In reality, this deadlift variation is quite different from the conventional deadlift. Being so, a host of specific nuances need to be addressed as to why you may want to (or not want to) start including the sumo deadlift in your training program. In this article, you'll learn:
Until just a few decades ago, the vast majority of lifters simply used the conventional deadlift. This method of deadlift uses the form we're all used to with a narrow stance and hands placed outside of the legs. It wasn't until around the 1970's when a new form of picking heavy ass weight off the ground was seen; the sumo deadlift. While there were many other large hip-hinge movements, such as the silver-dollar deadlift, this new form looked distinctly different.
This new deadlift form had lifters using an excessively wide stance with legs externally rotated with the lifter holding the bar in between their legs. Further, the torso is exceptionally upright with greater flexion in the knees. In fact, the stance very much resembles that of a sumo wrestler hence the name “sumo deadlift”.
While a tad slow to be accepted, the sumo deadlift is now one of two accepted deadlift styles in powerlifting organizations and is a major component of strength and conditioning on all levels. This brings us to a common question which is;
No, the sumo deadlift is not cheating. Considering that it's a widely accepted form of the deadlift in powerlifting organizations, this question seems quite silly. Some lifters may give it a hard time because, technically, the range of motion is significantly smaller (more on this below). However, it's a legal method so until that changes, it's legal. Further, if the sumo deadlift was easier, then why not just pull sumo? Fact is, it's not. It’s just that different styles are better suited for different anatomies; however, we can still consider that the heaviest raw deadlift (no suits or straps) ever pulled was done with a traditional deadlift (Benedikt Magnusson, 1,015lbs), not sumo (Chris Duffin 1,001lbs w/straps).
And to be clear, this article isn't saying one deadlift variation is better than the other either; we're just saying that the fact the sumo is legal makes claims of "cheating" rather silly.
As mentioned above, the deadlift form looks drastically different from any other form of deadlift, even variations such as the trap bar deadlift. In reality, the sumo deadlift sits alone with its form. Because it is so different, many people have a minimal idea of performing it other than to imitate what they see on Youtube videos. Being so, we'll break down the sumo deadlift so that you have perfect form every time.

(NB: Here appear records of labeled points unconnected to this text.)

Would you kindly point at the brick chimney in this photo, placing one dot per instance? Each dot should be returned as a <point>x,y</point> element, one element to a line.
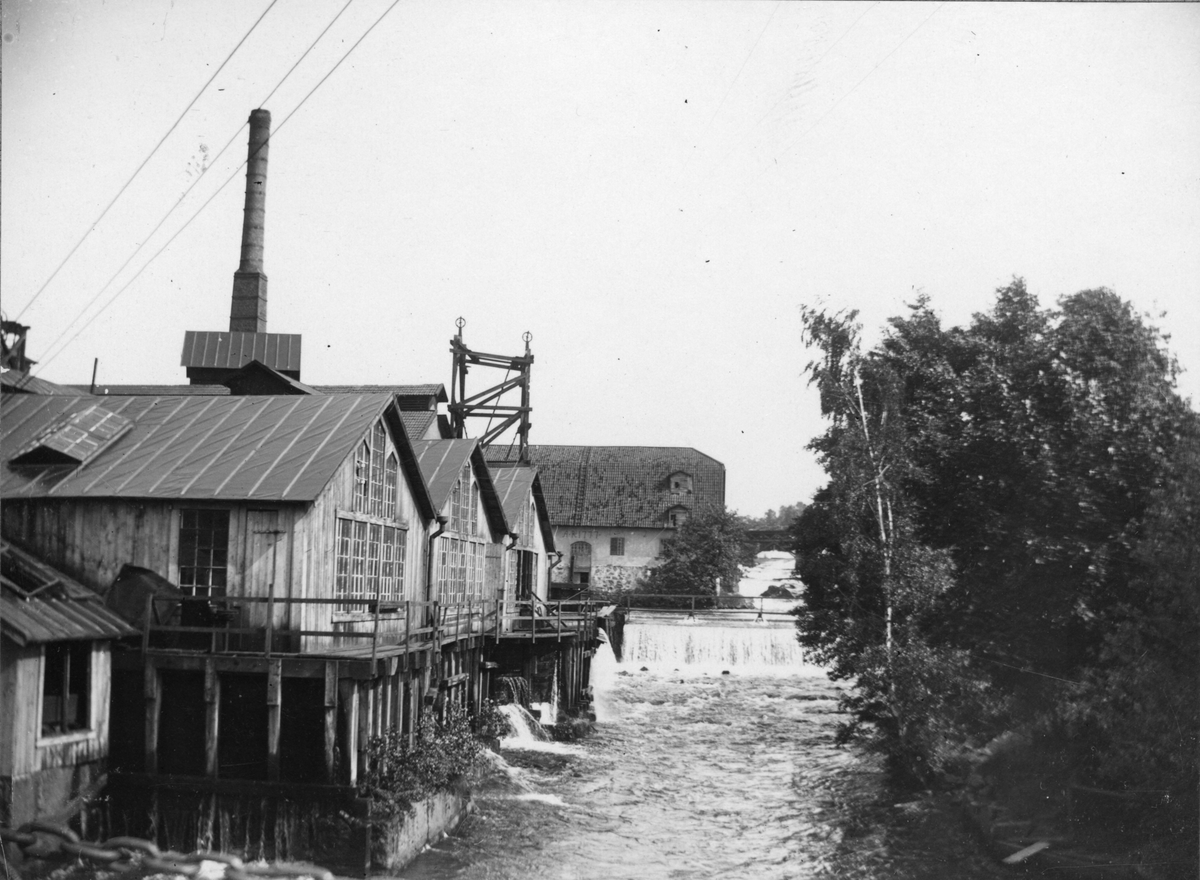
<point>249,309</point>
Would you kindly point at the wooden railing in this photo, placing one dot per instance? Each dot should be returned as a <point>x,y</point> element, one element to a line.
<point>250,624</point>
<point>534,618</point>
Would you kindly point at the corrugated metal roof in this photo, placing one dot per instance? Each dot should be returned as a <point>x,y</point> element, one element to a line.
<point>40,604</point>
<point>159,390</point>
<point>441,464</point>
<point>13,382</point>
<point>514,484</point>
<point>255,448</point>
<point>231,351</point>
<point>621,486</point>
<point>418,421</point>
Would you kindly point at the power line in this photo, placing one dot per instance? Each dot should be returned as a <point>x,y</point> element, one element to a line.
<point>738,76</point>
<point>138,171</point>
<point>209,201</point>
<point>192,185</point>
<point>879,64</point>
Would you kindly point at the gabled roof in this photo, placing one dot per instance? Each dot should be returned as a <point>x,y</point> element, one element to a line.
<point>442,461</point>
<point>514,484</point>
<point>40,604</point>
<point>13,382</point>
<point>619,486</point>
<point>255,448</point>
<point>418,421</point>
<point>231,351</point>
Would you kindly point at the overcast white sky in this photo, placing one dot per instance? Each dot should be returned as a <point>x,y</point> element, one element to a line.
<point>651,189</point>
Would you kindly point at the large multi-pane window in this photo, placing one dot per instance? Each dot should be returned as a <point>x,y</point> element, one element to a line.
<point>371,560</point>
<point>371,545</point>
<point>203,551</point>
<point>462,554</point>
<point>376,476</point>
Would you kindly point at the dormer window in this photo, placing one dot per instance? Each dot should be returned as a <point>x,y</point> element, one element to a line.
<point>679,483</point>
<point>73,438</point>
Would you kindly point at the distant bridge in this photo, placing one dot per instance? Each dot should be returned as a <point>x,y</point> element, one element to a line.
<point>762,539</point>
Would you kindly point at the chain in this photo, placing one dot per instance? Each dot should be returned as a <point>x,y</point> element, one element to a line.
<point>123,854</point>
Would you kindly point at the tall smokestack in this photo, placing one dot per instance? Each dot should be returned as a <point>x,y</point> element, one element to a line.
<point>249,310</point>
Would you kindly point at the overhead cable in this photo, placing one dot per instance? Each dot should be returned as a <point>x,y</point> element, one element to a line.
<point>192,185</point>
<point>138,171</point>
<point>228,180</point>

First, you will need to set up the barbell in the same exact fashion as you would with a deadlift; basically, load plates and rest the barbell on the ground. You'll then want to walk up close to the barbell so that it hovers over your foot midway. Next, you will take an exaggerated wide stance. The width will vary for people based on anthropometrics. Still, your legs will likely approach the outer rings on the outside knurling. Finally, point your toes out slightly. Again, this varies for people but consider that due to the fact your knees are bending, your toes should align with your knees.
Next, bend down and grab the barbell. There are a few methods of doing this, but the grip width will be the same, whichever one you choose. When grabbing the bar, your arms should basically be straight down. This is because this will effectively lessen the range of motion while also keeping your shoulders in a safe position. If you want to address this as you become more accustomed to the lift, you can change what you feel is strongest for you. However, maintain this grip when you begin the sumo.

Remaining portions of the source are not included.